# Make Excel Data Dictionary from Data Model

This code examines the data model files in the `./data_model/` path and renders a data dictionary in Excel.

In [2]:
import sys
import os
import importlib
sys.path.insert(0, os.path.abspath("../data_model/"))

In [3]:
import inspect
from pydantic import BaseModel, Field
from openpyxl import Workbook
from typing import Optional, get_origin, get_args
import data_model
import enums as e
from enum import Enum

## Input/Output

In [4]:
output_file = "../reports/data_dictionary.xlsx"

## Methods

In [5]:
def document_pydantic_model(model_cls, ws, enum_ws, enums_set):
    # Extracting docstrings, field descriptions, and types
    class_name = model_cls.__name__
    class_docstring = model_cls.__doc__.strip() if model_cls.__doc__ else "No description available."

    # Collecting field details
    field_details = {}
    for field_name, field_info in model_cls.__fields__.items():
        description = field_info.description or "No description available."
        field_class = field_info.annotation
        if field_class.__name__ in ("Optional", "Union"):
            field_class =  get_args(field_info.annotation)[0]
        if field_class.__name__ == "List":
            field_class = get_args(get_args(get_args(field_info.annotation)[0])[0])[0]


        datatype = field_class.__name__

        if issubclass(field_class, Enum) and field_class not in enums_set:
            enums_set.add(field_class)
            datatype = field_class.__name__
            for e_value in field_class:
                enum_ws.append([field_class.__name__, e_value.value, e_value.name])
            enum_ws.append([])

        field_details[field_name] = (datatype, description)

    # Add class name and class docstring
    ws.append([class_name, "Data Model", class_docstring])

    # Add field details (name, type, description)
    for field, details in field_details.items():
        datatype, description = details
        ws.append([field, datatype, description])
    ws.append([])  # Add an empty row for separation


In [6]:
def document_all_models(module, output_file):
    # Create a workbook and select the active worksheet
    wb = Workbook()
    ws = wb.active
    ws.title = "Pydantic Class Documentation"

    # Add headers
    ws.append(["Field", "Data Type", "Description"])

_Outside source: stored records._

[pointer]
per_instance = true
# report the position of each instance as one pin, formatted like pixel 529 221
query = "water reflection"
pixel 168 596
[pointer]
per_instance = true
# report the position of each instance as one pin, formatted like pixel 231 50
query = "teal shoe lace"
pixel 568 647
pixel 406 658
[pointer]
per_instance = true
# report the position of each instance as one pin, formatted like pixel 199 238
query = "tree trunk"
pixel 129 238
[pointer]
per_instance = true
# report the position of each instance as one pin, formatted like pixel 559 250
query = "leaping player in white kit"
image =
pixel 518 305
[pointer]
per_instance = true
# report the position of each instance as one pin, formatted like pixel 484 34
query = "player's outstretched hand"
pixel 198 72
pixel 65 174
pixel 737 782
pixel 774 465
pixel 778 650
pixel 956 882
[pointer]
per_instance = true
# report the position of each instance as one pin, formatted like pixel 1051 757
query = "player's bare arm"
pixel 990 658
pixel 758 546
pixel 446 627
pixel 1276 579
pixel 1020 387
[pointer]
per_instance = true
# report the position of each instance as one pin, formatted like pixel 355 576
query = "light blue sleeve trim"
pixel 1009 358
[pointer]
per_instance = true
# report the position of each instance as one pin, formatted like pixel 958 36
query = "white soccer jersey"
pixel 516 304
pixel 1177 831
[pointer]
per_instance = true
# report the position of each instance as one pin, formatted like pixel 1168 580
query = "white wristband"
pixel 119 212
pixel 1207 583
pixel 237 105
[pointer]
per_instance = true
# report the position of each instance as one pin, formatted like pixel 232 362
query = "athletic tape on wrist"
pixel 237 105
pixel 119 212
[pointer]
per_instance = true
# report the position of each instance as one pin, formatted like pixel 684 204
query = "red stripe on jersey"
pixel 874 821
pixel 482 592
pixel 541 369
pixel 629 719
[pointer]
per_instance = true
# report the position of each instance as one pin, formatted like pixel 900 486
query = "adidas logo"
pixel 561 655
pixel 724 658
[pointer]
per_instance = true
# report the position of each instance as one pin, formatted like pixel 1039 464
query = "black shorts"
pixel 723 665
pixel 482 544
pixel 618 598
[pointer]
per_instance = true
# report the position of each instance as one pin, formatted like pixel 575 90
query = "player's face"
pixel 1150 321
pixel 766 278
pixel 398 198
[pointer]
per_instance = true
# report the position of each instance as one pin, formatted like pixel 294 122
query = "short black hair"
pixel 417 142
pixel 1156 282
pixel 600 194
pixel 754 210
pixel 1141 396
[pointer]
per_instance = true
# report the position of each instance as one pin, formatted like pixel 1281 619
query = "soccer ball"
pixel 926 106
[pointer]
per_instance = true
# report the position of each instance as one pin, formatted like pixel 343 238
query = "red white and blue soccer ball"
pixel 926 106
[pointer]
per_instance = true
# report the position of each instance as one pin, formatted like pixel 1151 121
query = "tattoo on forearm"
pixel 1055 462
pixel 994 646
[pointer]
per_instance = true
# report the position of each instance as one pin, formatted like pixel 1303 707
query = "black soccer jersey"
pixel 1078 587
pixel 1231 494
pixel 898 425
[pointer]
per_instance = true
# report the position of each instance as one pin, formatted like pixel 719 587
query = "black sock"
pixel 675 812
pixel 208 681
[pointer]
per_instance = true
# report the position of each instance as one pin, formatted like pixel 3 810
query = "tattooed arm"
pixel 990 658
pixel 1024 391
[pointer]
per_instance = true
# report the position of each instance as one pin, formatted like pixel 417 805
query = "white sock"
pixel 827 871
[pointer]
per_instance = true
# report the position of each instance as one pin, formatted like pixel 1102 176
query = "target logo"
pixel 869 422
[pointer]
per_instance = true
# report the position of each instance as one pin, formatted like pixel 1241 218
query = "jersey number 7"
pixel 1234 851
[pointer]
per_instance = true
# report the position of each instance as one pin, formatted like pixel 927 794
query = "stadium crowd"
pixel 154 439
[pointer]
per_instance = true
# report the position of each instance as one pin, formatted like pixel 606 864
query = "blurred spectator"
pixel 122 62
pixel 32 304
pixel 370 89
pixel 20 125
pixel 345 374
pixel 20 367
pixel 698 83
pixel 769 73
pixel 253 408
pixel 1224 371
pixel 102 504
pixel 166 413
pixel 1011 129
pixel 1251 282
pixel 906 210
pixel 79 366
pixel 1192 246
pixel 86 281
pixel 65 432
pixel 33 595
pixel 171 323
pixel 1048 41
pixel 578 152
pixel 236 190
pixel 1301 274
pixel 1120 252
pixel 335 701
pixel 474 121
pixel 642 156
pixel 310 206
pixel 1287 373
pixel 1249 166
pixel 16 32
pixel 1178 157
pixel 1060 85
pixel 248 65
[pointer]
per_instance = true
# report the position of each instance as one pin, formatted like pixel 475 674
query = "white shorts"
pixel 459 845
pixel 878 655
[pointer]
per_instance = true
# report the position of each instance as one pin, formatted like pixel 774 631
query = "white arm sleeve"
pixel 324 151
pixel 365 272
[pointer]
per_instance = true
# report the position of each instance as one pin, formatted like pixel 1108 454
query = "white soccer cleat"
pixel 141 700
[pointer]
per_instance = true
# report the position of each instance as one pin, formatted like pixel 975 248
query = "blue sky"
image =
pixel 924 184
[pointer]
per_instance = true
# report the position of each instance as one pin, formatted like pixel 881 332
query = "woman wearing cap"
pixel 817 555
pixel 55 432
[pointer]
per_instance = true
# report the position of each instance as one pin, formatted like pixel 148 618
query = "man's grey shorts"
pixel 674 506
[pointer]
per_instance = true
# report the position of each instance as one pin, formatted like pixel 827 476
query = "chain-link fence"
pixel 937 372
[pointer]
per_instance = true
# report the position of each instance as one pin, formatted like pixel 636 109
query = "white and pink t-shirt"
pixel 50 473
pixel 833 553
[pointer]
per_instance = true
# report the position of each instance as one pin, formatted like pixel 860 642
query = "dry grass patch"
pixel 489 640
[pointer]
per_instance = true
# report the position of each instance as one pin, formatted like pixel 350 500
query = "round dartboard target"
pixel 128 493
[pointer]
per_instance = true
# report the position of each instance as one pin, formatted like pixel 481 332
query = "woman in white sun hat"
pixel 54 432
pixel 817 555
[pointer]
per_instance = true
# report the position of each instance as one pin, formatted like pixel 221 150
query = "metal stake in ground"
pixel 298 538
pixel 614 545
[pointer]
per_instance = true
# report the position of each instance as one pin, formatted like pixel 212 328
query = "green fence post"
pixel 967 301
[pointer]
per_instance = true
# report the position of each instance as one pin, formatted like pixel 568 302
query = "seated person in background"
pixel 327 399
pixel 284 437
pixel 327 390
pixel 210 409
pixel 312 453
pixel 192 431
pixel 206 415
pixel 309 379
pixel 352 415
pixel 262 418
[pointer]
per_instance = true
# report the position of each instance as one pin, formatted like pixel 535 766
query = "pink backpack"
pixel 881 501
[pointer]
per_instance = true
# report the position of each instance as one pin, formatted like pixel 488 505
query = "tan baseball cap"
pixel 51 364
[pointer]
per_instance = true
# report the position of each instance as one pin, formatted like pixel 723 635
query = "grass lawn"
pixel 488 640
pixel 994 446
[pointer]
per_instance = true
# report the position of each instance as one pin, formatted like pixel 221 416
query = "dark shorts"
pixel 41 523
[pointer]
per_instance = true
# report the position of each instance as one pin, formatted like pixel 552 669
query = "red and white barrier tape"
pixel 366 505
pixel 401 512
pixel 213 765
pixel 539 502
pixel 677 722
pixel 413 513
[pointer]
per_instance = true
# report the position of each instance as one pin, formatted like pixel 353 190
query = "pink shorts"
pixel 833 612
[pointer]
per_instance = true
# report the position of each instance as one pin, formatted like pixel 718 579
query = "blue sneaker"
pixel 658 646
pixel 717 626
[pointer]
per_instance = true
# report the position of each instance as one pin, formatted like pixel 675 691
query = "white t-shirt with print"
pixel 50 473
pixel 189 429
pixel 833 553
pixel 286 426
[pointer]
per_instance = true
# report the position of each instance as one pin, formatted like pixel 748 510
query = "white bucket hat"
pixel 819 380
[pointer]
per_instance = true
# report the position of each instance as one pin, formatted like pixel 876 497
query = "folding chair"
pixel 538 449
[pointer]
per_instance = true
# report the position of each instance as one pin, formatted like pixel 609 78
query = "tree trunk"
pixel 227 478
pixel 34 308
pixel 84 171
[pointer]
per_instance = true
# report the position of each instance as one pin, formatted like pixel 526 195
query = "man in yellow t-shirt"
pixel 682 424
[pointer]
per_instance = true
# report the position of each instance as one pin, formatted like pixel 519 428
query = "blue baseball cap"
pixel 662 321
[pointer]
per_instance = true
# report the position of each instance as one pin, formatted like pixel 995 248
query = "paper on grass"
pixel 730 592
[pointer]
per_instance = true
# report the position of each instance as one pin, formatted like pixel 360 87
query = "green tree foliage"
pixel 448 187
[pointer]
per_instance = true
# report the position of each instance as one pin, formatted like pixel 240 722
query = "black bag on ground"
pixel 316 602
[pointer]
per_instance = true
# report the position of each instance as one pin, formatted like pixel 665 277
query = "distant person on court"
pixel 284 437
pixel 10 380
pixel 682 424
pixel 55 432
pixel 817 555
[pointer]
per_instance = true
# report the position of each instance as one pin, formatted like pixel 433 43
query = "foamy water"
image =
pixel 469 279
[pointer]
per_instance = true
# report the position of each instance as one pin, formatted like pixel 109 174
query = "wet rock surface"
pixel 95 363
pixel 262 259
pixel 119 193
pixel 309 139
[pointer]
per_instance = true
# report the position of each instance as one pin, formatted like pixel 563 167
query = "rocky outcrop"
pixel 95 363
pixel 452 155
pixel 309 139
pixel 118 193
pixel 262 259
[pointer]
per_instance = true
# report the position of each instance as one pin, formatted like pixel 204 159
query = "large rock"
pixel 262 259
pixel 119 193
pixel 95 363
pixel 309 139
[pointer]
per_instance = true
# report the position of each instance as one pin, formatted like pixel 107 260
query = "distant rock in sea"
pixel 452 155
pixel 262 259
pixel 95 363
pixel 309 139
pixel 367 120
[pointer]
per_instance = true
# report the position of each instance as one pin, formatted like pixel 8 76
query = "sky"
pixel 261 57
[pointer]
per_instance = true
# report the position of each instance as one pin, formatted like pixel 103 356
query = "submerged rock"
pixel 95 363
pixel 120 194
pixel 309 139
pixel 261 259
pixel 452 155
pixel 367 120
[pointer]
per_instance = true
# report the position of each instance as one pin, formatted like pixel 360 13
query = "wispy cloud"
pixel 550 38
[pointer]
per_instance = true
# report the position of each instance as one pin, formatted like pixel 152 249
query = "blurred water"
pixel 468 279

    # Create a new worksheet for enum mappings
    enum_ws = wb.create_sheet(title="Enum Mappings")
    enum_ws.append(["Enum", "Codes", "Labels"])

    enums_set = set()
    # Iterate over all classes in the module
    for name, obj in inspect.getmembers(module, inspect.isclass):
        if issubclass(obj, BaseModel) and obj.__module__ == module.__name__:
            document_pydantic_model(obj, ws, enum_ws, enums_set)

    # Save the workbook
    wb.save(output_file)

### Implementation

In [7]:
document_all_models(data_model, output_file)